As cloud computing has emerged as an important part in almost every sector of IT industry, organizations are starting to setup their private cloud which serves the resource demand from different offices of an organization. But, when demand of resources increased beyond the point where private cloud can handle, these organizations shift their processing to public cloud. This kind of setup is called hybrid cloud computing, as shown in Figure 1.
Figure 1. Hybrid Cloud Setup
Shifting of jobs on public cloud from private cloud can be based on multiple factors such as deadline sensitive jobs moves to cloud if it predicts that deadline can-not be met whereas sometimes cost is also a factor on deciding which job to send to public cloud. Using public cloud will increase the cost of running the applications because it will be charged based on the running time. If organization is low on cost investment, they do not prefer to send jobs to public cloud until and unless it is very urgent.

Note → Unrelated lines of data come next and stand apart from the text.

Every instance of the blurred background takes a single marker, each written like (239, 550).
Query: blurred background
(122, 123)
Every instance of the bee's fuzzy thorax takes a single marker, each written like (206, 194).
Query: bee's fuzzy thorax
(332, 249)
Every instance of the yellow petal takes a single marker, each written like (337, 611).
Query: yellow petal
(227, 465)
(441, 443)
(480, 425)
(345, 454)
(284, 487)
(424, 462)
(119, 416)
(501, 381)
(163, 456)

One of the issues we investigated in this type of scenario is to how to bundle the applications with their data when sending to public cloud for processing. Jobs send to public cloud didn't get started at the instant we send them because it takes time to start the virtual machine and send the required data to the public cloud. Time taken by computation logic to send on virtual machine is negligible as compared to data transfer time in case of big data applications. As most of the organizations are moving toward in-house data mining and analysis so data transfer cost and time cannot be ignored.
Public cloud provides different types of machines ranging from 1 vCPU to 64 vCPUs and even more. Many applications in data mining and analysis use same dataset to mine different relations from it. So, it would be more effective if we bundle jobs which require same data to mine and send them to machine which has appropriate number of vCPUs. This will reduce the data transfer time considerably. For example, if the scheduler must send 8 jobs to public cloud which has 300MB of shared data and if it provisions 1 vCPUs for each job it would send 300*8=2400MB of data. But, if the scheduler is shared file aware and send all 8 jobs to one machine with 8 vCPUs total data transfer will be of only 300 MB.
Making the scheduler aware of shared files and total jobs that will require that shared file it would decrease the transfer time to many folds which will make the user experience more seamless and effective.
By - Dr. Rajinder Sandhu, CURIN, Chitkara University, Punjab